The publication by WikiLeaks of a Victorian Supreme Court suppression order has prompted a deluge of media discussion about the state of open justice in Victoria. There is no doubt that Victoria has a problem with suppression orders. There is also no doubt that the order in question – which prohibits the naming of a long list of high-profile international public officials in connection with allegations of corruption – is of immense public concern. However, some balance and perspective, along with some basic accurate information regarding the suppression order at the centre of the controversy, must be injected into the debate.

A logical place to start is to get the facts straight about precisely what the order made by Justice Hollingworth does and does not prohibit. A little bit boring and perhaps a bit inconvenient. Nevertheless, when discussing matters of such importance as the conduct of the judiciary, accuracy is critical.

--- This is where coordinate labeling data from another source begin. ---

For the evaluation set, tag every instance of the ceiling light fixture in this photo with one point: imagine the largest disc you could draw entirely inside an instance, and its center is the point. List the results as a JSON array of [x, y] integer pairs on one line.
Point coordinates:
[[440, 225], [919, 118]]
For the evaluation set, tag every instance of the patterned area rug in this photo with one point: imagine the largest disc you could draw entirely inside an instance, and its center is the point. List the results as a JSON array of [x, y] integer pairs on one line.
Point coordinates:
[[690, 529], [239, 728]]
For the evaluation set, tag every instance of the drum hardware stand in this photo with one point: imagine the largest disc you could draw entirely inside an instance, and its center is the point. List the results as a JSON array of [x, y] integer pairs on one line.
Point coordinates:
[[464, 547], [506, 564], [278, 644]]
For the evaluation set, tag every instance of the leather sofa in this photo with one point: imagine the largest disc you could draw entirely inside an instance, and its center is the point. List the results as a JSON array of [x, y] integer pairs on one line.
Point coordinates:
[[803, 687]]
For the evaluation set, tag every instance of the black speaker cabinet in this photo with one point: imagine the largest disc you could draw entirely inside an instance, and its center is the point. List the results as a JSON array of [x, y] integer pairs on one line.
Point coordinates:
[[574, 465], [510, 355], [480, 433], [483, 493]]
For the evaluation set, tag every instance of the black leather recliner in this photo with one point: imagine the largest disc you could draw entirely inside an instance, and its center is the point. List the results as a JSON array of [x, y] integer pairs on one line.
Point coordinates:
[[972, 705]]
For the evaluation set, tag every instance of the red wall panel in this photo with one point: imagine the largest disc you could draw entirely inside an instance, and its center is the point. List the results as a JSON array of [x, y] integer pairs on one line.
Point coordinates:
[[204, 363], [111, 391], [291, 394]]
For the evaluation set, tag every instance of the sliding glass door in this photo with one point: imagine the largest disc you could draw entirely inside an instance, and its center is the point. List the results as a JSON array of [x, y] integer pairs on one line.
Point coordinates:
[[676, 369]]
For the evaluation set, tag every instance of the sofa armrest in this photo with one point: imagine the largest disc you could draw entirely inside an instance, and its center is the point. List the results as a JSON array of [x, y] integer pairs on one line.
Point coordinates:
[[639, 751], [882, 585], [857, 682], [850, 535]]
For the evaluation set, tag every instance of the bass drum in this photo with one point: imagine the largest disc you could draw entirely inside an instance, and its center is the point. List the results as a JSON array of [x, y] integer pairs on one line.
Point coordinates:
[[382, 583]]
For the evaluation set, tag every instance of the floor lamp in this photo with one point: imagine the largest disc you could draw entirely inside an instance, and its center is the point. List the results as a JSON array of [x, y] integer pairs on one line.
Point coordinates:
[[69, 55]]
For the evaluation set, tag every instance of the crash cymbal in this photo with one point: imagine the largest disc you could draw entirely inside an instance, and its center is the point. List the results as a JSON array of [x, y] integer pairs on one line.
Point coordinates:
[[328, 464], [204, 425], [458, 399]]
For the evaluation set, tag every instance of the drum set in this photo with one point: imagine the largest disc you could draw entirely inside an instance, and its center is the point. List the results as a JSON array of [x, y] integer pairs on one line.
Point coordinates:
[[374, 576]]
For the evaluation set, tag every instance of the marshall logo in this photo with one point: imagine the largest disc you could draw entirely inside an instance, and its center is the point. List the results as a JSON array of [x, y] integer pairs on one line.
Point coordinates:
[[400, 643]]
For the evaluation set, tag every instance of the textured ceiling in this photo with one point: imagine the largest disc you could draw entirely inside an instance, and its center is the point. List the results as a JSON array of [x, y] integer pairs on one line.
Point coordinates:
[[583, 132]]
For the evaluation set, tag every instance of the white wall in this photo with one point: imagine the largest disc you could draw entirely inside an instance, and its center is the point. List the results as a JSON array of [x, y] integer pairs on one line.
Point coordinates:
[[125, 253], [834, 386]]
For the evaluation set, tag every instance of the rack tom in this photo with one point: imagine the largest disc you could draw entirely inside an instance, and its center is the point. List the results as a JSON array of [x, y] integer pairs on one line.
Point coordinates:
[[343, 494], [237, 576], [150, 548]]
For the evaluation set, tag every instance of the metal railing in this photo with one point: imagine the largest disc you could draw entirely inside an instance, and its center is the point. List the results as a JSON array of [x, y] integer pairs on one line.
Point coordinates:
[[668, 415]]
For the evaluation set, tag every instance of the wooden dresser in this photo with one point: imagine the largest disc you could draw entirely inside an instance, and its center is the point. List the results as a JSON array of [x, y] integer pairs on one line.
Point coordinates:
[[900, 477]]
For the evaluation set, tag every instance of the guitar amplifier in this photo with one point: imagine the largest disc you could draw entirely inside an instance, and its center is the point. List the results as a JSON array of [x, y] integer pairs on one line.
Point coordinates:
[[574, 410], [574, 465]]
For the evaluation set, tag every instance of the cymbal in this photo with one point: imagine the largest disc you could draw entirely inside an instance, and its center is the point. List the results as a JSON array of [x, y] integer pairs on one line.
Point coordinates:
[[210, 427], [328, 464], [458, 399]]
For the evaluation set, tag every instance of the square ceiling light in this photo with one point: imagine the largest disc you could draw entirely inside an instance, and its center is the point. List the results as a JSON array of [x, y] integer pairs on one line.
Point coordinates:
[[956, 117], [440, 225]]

Perhaps not surprisingly, Julian Assange referred to the order using the provocative term "blanket ban". The media have used the attention-grabbing term "super-injunction". However, both terms are grossly misleading and sensational in describing the order in question. A so-called "super-injunction" is an extreme order prohibiting not only the publication of the particular sensitive material but also the publication of the fact that a suppression order has been made. A "blanket ban", on the other hand, is an even more extreme order prohibiting the reporting of any aspect of particular proceedings.

Justice Hollingworth’s order meets neither description. This is because it is limited to the publication of very specific pieces of information: that is, in short, publication that any of the persons specified may have received or attempted to receive bribes. In fact, compared to many orders made by the Victorian courts, this order is actually a very well drafted order. I should know. I recently completed (along with my co-author, Ashleigh Bagnall) an empirical study of all suppression orders made by the Victorian courts over a five-year period between 2008-2012. Three months and 1501 orders later, I can tell you that this order – at least in terms of its drafting – is exemplary. While in the past I’ve been extremely critical of the Victorian approach to suppression orders, credit where credit is due.

As evidence of the supposed breadth of the order the media has claimed that it is not even possible to report the terms of the suppression order itself. But, this is actually a very good thing. It reflects the fact that the order sets out, in very specific, narrow and precise terms, the information that cannot be published – exactly what a properly drafted suppression order should do. For years the media have been campaigning for greater clarity and specificity in the drafting of suppression orders. Yet having more clear and specific orders obviously means that the orders themselves cannot be published: to do so, as in this case, would frustrate the very purpose of the order by disclosing the information concerned. Orders drafted in general and broad terms – in other words, orders that can be published – are, in fact, a much greater and much more concerning restraint on media freedom.

But, just because this particular order cannot be said to be a super-injunction or a blanket ban does not mean that there is not a problem with the drafting of suppression orders in Victoria. During the period covered by my research, true "blanket ban" orders were made on more than a weekly basis in Victoria. For example, around 55 per cent of the suppression orders made by the County Court of Victoria (236 out of 432 orders) were orders prohibiting the publication of any information regarding proceedings, which would include the very fact that an order had been made. Such "blanket bans" were also regularly made by the Victorian Supreme Court (61 out of 247 orders) and the Magistrates’ Court (145 out of 547 orders). Furthermore, most orders were made without a sufficient end date and most remain operative today despite no longer being necessary.

The real issue in the present case, however, is not the scope of the ban but the unusual subject matter of the order, the reason for its making and the fact that the litigation deals with matters of utmost public importance. But it does not automatically follow that the order was inappropriately made as a matter of law.

The purpose of the order is to protect Australia’s international diplomacy. The Supreme Court of Victoria has express statutory powers as well as long-standing powers under the common law to make orders where it is necessary to "prevent prejudice to the interests of the Commonwealth in relation to national security". Indeed, the Parliament of Victoria, exercising the will of the Victorian people, has vested in the courts the power to make orders on such grounds in the Open Courts Act 2013 (Vic). Therefore, an order made on this basis is not necessarily undemocratic or underhanded, as has been suggested by some. There is, of course, a distinction between protecting Australia’s international diplomatic relations and protecting national security. Without further information, it is difficult to know the basis upon which Justice Hollingworth was satisfied that publication of the information was necessary to protect Australia’s national security interests. On this point, at least at this stage, we can only speculate.

But, if the media think that the order has not been made in accordance with the law, they should have exercised their privileged position to make an appearance at the time the order was made. Having failed to do that, the media should now seek to have the order revoked. Such a challenge is perhaps now likely to succeed. The test of whether an order of the current type is valid is whether it can be said to be necessary in order to protect national security. The publication by WikiLeaks means that the proverbial "dam has burst" and if challenged the court might be hard pressed to justify keeping it on foot.

Jason Bosland is a senior lecturer at Melbourne Law School and the deputy Director of the Centre for Media and Communications Law at the University of Melbourne.